Once again, we went into a game with James McClean on the field and David Vaughan on the bench. That was bad enough, but to compound that by starting McClean on the right after the awful performance he had put in on Monday was difficult to fathom. The Irishman has all the appearance of a six month wonder. Giovanni Trappatoni must be chortling into his grappa.

Add to that, a centre forward who combines the worst traits of Andy Gray, Tom Ritchie and (one for the connoisseurs) Andy Kerr, and the prospects of us streaking into an unassailable lead are about as likely as Simon Cowell coming over all humble.

Graham looked a busted flush. He must be regretting leaving South Wales, a League Cup winners medal and Premier League and European football next season, so he could return to his roots. There is every chance that he will be departing them in the summer.

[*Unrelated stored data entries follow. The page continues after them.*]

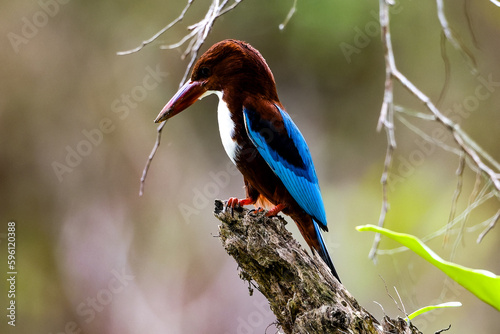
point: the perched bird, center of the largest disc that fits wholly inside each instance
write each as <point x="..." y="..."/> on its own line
<point x="259" y="136"/>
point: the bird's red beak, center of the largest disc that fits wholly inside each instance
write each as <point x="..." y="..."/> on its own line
<point x="185" y="96"/>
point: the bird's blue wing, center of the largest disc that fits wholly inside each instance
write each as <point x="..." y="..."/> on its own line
<point x="284" y="149"/>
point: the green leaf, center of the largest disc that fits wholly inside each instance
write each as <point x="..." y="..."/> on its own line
<point x="482" y="283"/>
<point x="433" y="307"/>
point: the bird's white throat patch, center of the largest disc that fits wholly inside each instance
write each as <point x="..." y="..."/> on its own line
<point x="226" y="126"/>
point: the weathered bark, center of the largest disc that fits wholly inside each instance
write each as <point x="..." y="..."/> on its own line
<point x="302" y="293"/>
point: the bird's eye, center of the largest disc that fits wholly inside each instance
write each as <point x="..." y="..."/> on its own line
<point x="204" y="72"/>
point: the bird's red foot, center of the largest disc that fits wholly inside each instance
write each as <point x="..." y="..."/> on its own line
<point x="275" y="210"/>
<point x="233" y="201"/>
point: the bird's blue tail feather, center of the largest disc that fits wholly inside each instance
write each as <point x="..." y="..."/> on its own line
<point x="323" y="251"/>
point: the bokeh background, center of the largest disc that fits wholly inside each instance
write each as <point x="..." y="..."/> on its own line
<point x="76" y="124"/>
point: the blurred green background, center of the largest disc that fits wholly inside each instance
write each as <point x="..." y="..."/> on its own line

On Saturday, I took in a Wearside League game between Willington and Prudhoe Town. The home team will finish either first or second and will return to the Northern League after a lengthy absence. They had two no nonsense central defenders who did what ours can’t do; they can pass to their own players and they can clear their lines when they need to. Maybe Carlos Cuellar and John O’Shea could ask them how they do it and try it out at whichever club they are playing for next season.

Cuellar had a nightmare and showed that like a temperamental pace bowler he has to be rested frequently. His distribution was dreadful, his marking poor and his reaction to the Southampton cross from which they equalised, abysmal. He wasn’t alone in standing around admiring Mignolet’s save, while Puncheon stepped in quickly to give the visitors a well deserved point.

As for the rest, Colback was the pick of the bunch; he had high energy and actually played some thoughtful football. Johnson had a couple of runs, particularly after McClean had departed at half time and N’Diaye showed some promise. He would be better if he could stay on his feet, particularly when tackling.

Southampton looked neat and tidy and should build on this season to establish themselves as a decent Premier League side. Luke Shaw looked a good prospect at left back and the whole team had a pleasing shape about it, with midfielders knowing what they were supposed to do rather than just running around chasing the ball as ours too frequently do.

The jury is out on the head coach. He has to attempt to make a silk purse out the various sows’ ears that Messrs. Bruce and O’Neill have left at SR1. He is limited through injuries and suspensions as to what he can do and he needs a transfer window to stamp his and his coaching staff’s identity on Sunderland AFC.

It is a big job. Any neutral watching the football that Wigan played at Wembley and comparing it with the dross that we have served up on a consistent basis this season, would not hesitate in giving the Pie Eaters the thumbs up and us the thumbs down.

Will it get any better next season? Can a man with limited experience of big transfers bring in players who will take us away from the wretchedly low level that we have inhabited for years. Will I be there to see it? It’s easy to cancel a direct debit.

Meanwhile, as the banner says: “In Arsène We Trust.”